Advertisement
Amien Rais (Foto: Kompas/Nibras Nada Nailufar) |
Sebagai politikus yang pernah menjabat sebagai Ketua MPR RI, Amien Rais dinilai, lebih cenderung mengembangkan komunikasi massa bergaya premanisme dan penuh hasut.
"Saya marah dan kecewa dengan dia (Amien Rais)," kata Koordinator Nasional ANCaR (Aliansi Nasional Cendikiawan Akar Rumput), Fatahillah Rizqi, ketika ditemui di Cirebon, Minggu, 16 Januari 2017.
Hal ini disampaikan Fathillah terkait isi ceramah Amien yang dicapnya provokatif dan tidak mendidik umat pada acara Tabligh Akbar Politik Islam di Masjid Al- Azhar, Jakarta Selatan, Minggu (16/1).
Dalam ceramah tersebut, Amien meminta agar Gubernur Nonaktif Basuki Tjahaja Purnama alias Ahok, yang dalam cermahnya disebut Amin sebagai 'Si Pekok', segera ditangkap, dan meminta proses persidangan jangan bertele-tele.
Dalam cermahnya Amien mengatakan, 'Soal Ahok ini, semua penista agama termasuk "Si Pekok" harus dihukum. Tidak ada pengecualian. Maaf ya si Ahok saya sebut si pekok,' demikian kata Amien seperti dikutip merdeka.com, Minggu (16/1).
Amien juga meminta proses hukum Ahok dipercepat, karena dianggap sudah meresahkan masyarakat.
"Lebih cepat lebih bagus. Ahok itu dipercepat jangan bertele-tele kemudian diberikan hukuman yang setimpal sesuai dengan rasa keadilan, jangan dimain-mainkan hukum itu, penista itu (Ahok) masuk penjara. Kemudian, kita buka lembaran baru. Mudah-mudahan negara kita tenang kembali," bebernya.
Menurut Fatahillah, proses hukum sedang berjalan, sebaiknya ditunggu. Dalam hal dugaan penodaan agama, yang disangkakan kepada Ahok sedang diperiksa, apakah betul Ahok telah melakukan penodaan agama atau tidak.

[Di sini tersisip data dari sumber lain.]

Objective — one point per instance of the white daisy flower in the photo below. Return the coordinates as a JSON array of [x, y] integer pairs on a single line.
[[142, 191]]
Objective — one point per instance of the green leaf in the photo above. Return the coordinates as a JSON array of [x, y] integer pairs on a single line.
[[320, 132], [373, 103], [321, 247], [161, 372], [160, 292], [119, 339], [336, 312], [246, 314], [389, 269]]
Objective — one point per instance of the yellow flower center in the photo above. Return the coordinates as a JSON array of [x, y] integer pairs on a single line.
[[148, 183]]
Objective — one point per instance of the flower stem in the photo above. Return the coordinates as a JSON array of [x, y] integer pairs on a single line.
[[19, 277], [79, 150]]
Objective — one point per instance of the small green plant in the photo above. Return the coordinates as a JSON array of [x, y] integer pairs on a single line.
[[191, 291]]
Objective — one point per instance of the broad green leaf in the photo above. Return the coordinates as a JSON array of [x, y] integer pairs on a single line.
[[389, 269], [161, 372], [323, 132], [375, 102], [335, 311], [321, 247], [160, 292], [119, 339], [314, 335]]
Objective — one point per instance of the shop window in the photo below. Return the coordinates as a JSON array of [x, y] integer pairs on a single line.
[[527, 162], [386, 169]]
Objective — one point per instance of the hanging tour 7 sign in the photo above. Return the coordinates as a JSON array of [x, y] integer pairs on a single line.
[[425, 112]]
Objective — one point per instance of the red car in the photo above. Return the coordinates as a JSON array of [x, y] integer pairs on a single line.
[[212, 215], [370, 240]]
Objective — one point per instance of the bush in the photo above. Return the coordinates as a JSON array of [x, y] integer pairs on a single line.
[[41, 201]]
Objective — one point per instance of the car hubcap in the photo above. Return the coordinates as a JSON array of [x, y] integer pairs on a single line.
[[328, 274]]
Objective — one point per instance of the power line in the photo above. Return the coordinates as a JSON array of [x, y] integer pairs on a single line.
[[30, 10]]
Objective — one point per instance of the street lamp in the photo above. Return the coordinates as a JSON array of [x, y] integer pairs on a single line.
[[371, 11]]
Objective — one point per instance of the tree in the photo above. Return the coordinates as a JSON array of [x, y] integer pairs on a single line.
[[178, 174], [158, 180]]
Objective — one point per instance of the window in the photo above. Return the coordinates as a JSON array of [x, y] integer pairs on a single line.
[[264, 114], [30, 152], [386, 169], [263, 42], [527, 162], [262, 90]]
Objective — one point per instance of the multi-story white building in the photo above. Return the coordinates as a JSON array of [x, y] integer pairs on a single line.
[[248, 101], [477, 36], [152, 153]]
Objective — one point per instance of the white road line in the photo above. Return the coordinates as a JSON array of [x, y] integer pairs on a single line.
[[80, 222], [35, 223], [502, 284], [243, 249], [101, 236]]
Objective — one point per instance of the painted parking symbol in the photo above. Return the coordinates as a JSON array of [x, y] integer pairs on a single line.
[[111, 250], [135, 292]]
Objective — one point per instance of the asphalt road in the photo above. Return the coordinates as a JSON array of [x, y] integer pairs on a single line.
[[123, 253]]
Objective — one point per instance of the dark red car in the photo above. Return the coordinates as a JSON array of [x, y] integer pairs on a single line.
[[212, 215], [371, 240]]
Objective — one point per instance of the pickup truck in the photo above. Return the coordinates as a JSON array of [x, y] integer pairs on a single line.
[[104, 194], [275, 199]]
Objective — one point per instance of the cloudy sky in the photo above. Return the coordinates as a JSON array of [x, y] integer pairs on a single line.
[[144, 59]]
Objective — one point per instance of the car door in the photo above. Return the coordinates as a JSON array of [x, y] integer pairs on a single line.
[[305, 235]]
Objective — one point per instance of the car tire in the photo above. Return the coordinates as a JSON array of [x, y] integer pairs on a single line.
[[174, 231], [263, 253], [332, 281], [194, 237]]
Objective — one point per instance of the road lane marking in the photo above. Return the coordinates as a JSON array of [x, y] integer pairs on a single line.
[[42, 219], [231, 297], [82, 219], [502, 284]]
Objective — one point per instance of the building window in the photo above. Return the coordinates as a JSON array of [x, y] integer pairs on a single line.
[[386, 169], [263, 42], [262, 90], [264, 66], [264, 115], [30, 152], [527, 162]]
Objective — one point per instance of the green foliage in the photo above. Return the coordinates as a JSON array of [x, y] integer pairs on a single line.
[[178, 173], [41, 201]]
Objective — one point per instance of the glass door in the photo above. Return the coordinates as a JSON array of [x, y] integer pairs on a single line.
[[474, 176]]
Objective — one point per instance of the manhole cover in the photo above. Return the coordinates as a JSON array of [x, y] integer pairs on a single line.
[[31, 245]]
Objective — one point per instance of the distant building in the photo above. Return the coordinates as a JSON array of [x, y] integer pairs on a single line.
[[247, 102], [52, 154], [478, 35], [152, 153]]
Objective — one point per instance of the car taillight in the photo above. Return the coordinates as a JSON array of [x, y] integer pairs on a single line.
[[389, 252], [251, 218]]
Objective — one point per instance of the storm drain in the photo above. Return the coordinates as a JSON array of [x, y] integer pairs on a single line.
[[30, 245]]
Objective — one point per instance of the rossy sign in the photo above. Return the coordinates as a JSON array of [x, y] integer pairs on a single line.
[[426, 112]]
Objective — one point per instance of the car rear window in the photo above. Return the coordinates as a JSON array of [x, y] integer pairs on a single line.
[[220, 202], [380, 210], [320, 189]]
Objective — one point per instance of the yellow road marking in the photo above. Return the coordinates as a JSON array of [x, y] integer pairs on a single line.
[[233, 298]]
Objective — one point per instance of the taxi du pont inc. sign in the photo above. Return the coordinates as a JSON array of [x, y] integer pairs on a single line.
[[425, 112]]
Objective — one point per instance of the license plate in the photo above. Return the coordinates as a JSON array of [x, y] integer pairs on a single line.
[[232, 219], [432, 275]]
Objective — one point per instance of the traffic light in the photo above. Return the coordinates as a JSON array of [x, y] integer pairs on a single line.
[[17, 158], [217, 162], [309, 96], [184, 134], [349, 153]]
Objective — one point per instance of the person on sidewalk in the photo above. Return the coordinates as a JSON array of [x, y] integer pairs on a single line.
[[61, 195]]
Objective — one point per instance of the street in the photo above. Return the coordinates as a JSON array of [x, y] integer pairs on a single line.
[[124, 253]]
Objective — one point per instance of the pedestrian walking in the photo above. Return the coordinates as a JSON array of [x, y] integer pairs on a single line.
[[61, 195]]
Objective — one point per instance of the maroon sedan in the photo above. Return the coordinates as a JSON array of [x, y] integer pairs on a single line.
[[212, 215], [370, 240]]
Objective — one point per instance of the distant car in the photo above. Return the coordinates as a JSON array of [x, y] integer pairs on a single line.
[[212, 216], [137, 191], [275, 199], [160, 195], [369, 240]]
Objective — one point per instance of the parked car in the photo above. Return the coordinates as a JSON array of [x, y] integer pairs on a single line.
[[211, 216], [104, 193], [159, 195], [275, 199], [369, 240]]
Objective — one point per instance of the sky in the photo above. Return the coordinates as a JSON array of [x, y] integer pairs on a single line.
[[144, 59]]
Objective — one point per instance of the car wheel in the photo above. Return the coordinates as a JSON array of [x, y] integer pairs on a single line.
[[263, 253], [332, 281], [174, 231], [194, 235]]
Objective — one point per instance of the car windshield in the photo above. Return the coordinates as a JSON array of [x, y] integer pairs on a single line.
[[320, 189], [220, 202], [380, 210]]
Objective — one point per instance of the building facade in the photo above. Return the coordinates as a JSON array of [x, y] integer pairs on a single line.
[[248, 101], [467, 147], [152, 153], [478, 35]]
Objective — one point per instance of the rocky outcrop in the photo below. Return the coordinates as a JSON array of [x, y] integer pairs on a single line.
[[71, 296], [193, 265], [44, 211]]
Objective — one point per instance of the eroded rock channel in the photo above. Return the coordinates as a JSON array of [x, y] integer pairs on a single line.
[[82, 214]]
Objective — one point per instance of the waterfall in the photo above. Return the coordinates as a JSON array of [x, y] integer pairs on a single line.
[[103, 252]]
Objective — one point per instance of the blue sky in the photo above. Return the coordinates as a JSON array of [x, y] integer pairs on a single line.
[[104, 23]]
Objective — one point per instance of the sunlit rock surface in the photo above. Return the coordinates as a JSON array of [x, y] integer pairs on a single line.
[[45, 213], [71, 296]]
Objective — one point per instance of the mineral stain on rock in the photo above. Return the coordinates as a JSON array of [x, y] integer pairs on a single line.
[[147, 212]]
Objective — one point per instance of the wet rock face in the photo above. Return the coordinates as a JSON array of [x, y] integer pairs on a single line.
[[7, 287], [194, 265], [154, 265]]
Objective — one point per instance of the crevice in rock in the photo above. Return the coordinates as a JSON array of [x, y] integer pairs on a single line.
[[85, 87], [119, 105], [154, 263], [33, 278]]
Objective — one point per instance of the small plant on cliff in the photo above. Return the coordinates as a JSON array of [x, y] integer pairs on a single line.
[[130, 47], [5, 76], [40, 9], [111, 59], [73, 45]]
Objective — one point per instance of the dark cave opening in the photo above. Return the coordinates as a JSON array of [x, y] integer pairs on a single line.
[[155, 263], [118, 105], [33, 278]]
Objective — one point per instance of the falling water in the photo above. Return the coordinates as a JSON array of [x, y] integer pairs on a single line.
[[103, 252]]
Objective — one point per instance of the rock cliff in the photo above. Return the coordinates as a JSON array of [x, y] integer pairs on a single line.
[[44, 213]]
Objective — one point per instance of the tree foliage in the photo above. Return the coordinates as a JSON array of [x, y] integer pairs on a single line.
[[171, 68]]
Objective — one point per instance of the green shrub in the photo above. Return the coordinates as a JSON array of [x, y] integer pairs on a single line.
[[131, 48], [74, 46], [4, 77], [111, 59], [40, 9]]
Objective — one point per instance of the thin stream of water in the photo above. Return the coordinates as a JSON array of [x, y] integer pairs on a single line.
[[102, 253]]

Amien Rais sebagai seorang profesor kan seharusnya paham bahwa tidaklah mungkin Republik ini menghukum warganya tanpa dasar hukum yang jelas, dan tanpa melalui sebuah proses yang legal berdasarkan kebenaran dan keadilan.
"Jadi bukan Ahok yang pekok, tapi Amien Rais yang semakin pekok," tegas Fatahillah.
Setelah kasus Ahok masuk persidangan, menurut Fatahillah, seharusnya sudah masuk pada tahap monitoring, dan para tokoh termasuk Amien Rais seharusnya berperan menenangkan massa, setelah sebelumnya mereka dikipas-kipasi, dan bukan malah dikipasi terus-terusan. Diprovoksi tanpa jeda.
"Apa maksud Amien berkata demikian. Jika kasus sudah masuk persidangan, maka logika undang-undang yang bermain. Bukan lagi syahwat satu atau dua orang, yang dimodifikasi sebagai keinginan massa," tegas Fatahillah.
Karenanya, lanjut Fatahillah, sejak semula dirinya dan ANCaR lebih menginginkan kasus Ahok diselesaikan dengan cara-cara dialogis keagamaan, bukan dengan pendekatan hukum positip. Karena persoalan yang ada juga tidak sederhana, menafsir surat Al Maidah 51, itu harus disikapi dengan ilmu, hikmah dan kebijaksanaan, dan bukan dengan menyeret-nyeret massa.
"Bukan dengan cara menyeret-nyeret massa. Ini pasti ada kepentingan," tuding Fatahillah.
MUI sebagai salah satu lembaga representasi Ulama, seharusnya dapat mengembangkan komunikasi yang lebih sejuk dan penuh pemakluman, agar pihak-pihak di luar Islam memaklumi konsepsi Islam, baik dalam hal tauhid, ibadah dan muamalah. Begitu juga, agar pemahaman kaum Muslimin tentang agamanya bisa lebih matang.
"Jika sudah begini, kita sebagai umat Islam kan bisa dicap telah menistakan dialog!" kata Fatahillah.
Jadi, kata Fatahillah, omongan Amien Rais di Masjid Al Azhar itu yang jelas-jelas provokatif dan berpotensi membuat negeri ini kembali gonjang-ganjing.
Dan sebagai tokoh Muslim, jelas Amien sedang mengajari umat untuk bicara tidak santun.
"Preman pasar saja tidak bicara seperti itu. Itu komunikasi gaya barbar," cap Fatahillah.